Była pierwszą kobietą, która poświęciła się zawodowo pracom domowym w ośrodkach Opus Dei. W grudniu 1946 r. przeniosła się do Rzymu, gdzie pracowała z kobietami z wielu krajów u boku założyciela Opus Dei, św. Josemaríi Escrivy, i bł. Álvara del Portillo.

Dora w Rzymie

Prace domowe są fundamentalne dla rodziny, a zatem dla każdego człowieka i dla całego społeczeństwa. „Rodzina jest najbliższym szpitalem: kiedy ktoś jest chory, tam się go leczy, dopóki można. Rodzina jest pierwszą szkołą dla dzieci, niezbędnym punktem odniesienia dla ludzi młodych, najlepszym schronieniem dla osób starszych. Rodzina jest wielkim «bogactwem społecznym», którego inne instytucje nie mogą zastąpić” (Franciszek, 6 lipca 2015 r.). Dora była przekonana, że realizację wielkich ideałów budowania szczęśliwego społeczeństwa powinno się rozpoczynać od ogniska domowego, a codzienna troska o domowe obowiązki przyczynia się do tworzenia rodzinnej atmosfery, pełnej harmonii i dobrego humoru.

Od śmierci Dory aż do dzisiaj wiele osób daje świadectwo o wpływie, który wywarł chrześcijański przykład jej postępowania na ich życie. Potwierdzają to również liczne łaski, które przypisuje się jej wstawiennictwu. W 2012 r. rozpoczął się proces beatyfikacyjny Dory del Hoyo.

O autorze. Ks. Javier Medina urodził się w Portugalete (Hiszpania) w 1950 r. Jest doktorem pedagogiki i filozofii. Od wielu lat sprawuje posługę kapłańską w Rzymie. Uczestniczył w pracy nad różnymi publikacjami, w szczególności nad nowym wydaniem Mszału rzymskiego i nad wydaniem Biblii Nawarryjskiej.

LINKI:

- Książka do kupienia na stronie apostolicum.pl

------------------

Fragment wstępu książki

Dora del Hoyo urodziła się w 1914r. w jednej z kastylijskich miejscowości, na północy Hiszpanii. Po zdobyciu podstawowego wykształcenia, w młodym wieku zaczęła pracować jako pomoc domowa. W 1939r., po zakończeniu się hiszpańskiej wojny domowej, przeniosła się do Madrytu w poszukiwaniu nowych możliwości w swoim życiu.
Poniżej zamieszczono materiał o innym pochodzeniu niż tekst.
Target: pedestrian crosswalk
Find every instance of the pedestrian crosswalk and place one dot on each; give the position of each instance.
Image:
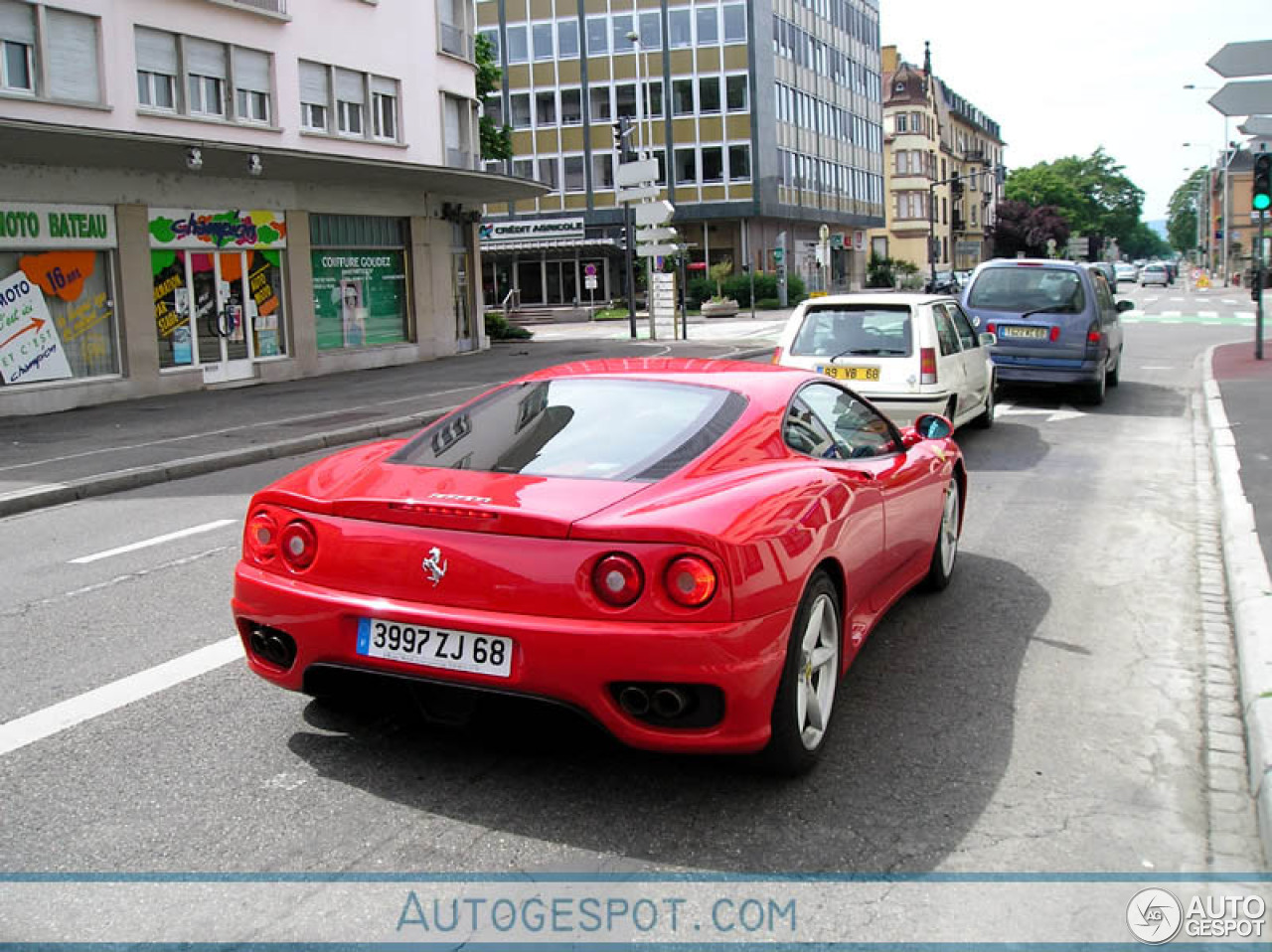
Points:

Tam nie zabiegając o to poznała Opus Dei i św. Josemaríę Escrivá de Balaguer.

W 1946r. przeniosła się do Rzymu, gdzie zmarła 10 stycznia 2004r. Poza kilkoma krótkimi pobytami w Londynie, Paryżu oraz niektórych włoskich i niemieckich miejscowościach, Dora mieszkała w Wiecznym Mieście, gdzie, w sposób nieprzerwany, aż do kilku tygodni przed jej śmiercią, zajmowała się swoją pracą zawodową.

Po przeczytaniu tego wstępu można by być może pomyśleć że życie Dory musiało być szczególnie nudne, bez blasku i mało znaczące. Bez wątpienia nie znajdziemy zdjęć ani artykułów na temat Dory w ówczesnych gazetach czy magazynach. Niemniej nie jest to równoznaczne z monotonią czy brakiem sensu. Wystarczy poszukać w Internecie blog poświęcony Dorze del Hoyo, na którym znaleźć można zdania jak poniższe: Dora odegrała dużą rolę w Opus Dei ; zawdzięczam jej odkrycie drogi, jej dobre postępowanie oraz przykład mogą pomóc nam w polepszeniu naszej pracy miejmy nadzieję, że zostanie wydana biografia tej tak niezwykłej kobiety.

Od jej śmierci aż po dziś dzień już ponad 300 osób, z 5 kontynentów, głównie kobiet, wykonujących ten sam zawód co Dora, chciały opowiedzieć o pozytywnym wpływie, jaki miała na ich życie, wyrażając się w podobnych słowach, jak te powyższe.

Niekiedy, jak było w przypadku dentysty Dory, kontakty były raczej sporadyczne. Niemniej wystarczyło być z nią kilka godzin, aby doświadczyć tego czegoś, co charakteryzuje wielkie dusze. Według owego lekarza: wzbudzała pokój, u tych, którzy czy to przez przypadek czy w związku z pracą mieli z nią bliższy kontakt.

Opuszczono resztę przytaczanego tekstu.